For existing artifacts, the CLI provides a post-hoc annotation path so you can still attach provenance and description after the fact.
Post-hoc descriptions can still be very useful, but the quality of post-hoc
provenance depends on how exact the supplied answers are. In particular, fields
such as the generating script, command, function, source-code URI, Git commit,
repository path, Git tags, git describe output, inputs, and parameters are
only as reliable as the information entered during annotation.
CLI Workflow
This package provides a command-line interface (CLI) for retrospective annotation and provenance inspection.
For post-hoc annotation:
data-annotations annotate file path/to/participants.csv
data-annotations annotate directory path/to/run-001
data-annotations annotate directory path/to/run-001 --recursive
data-annotations annotate directory path/to/run-001 --max-depth 2
data-annotations annotate directory path/to/run-001 \
--recursive \
--group-selector "plots/*.png" \
--group-title "Daily SMA plots" \
--group-summary "Plots of the same variable on different days." \
--group-kind plot
These commands prompt for missing details, write *.annotation.json or data-annotations.json,
and optionally derive README sidecars.
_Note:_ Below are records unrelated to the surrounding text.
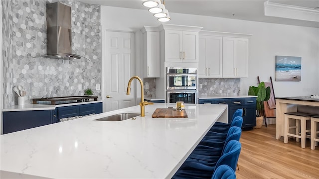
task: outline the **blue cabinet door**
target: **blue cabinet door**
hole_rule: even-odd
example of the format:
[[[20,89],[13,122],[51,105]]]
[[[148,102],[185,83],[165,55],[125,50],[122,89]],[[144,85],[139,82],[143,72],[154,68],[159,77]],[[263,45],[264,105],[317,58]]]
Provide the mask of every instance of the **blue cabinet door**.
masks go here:
[[[80,106],[80,115],[85,116],[90,114],[102,113],[102,103],[83,104]]]
[[[228,122],[237,109],[242,109],[242,128],[251,128],[256,126],[256,98],[232,98],[229,100]]]
[[[6,134],[51,124],[53,111],[3,112],[3,133]]]

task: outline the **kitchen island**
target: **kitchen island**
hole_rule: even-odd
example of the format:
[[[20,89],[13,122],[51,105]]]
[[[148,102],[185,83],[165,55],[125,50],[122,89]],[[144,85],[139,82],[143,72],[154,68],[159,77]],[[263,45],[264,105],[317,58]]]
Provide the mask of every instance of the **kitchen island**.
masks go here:
[[[218,120],[227,105],[185,104],[187,118],[95,119],[140,112],[139,106],[0,136],[1,178],[170,179]]]

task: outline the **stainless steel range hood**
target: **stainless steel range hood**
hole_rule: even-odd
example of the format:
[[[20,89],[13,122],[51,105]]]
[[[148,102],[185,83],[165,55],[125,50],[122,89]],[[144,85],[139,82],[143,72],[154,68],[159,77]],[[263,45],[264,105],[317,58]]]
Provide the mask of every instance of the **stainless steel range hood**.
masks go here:
[[[71,7],[57,2],[46,4],[47,55],[42,57],[78,59],[72,53]]]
Post-hoc records are marked with
capture_mode="post_hoc".
For shell workflows, you can move the prompt answers into a YAML file and run the command non-interactively:
data-annotations annotate file path/to/participants.csv --answers participants.yaml
data-annotations annotate directory path/to/run-001 --answers run-001.yaml
data-annotations annotate answers check participants.yaml
When --answers is provided, --no-interactive is the default. Use
--interactive if you want the YAML file to provide defaults and still prompt
for missing required values. If the YAML file includes target, the positional
target may be omitted; when both are provided, they must resolve to the same
path. Environment variables such as $DATA_ROOT and ${DATA_ROOT} are expanded
inside string values, and validation fails if a referenced variable is not set.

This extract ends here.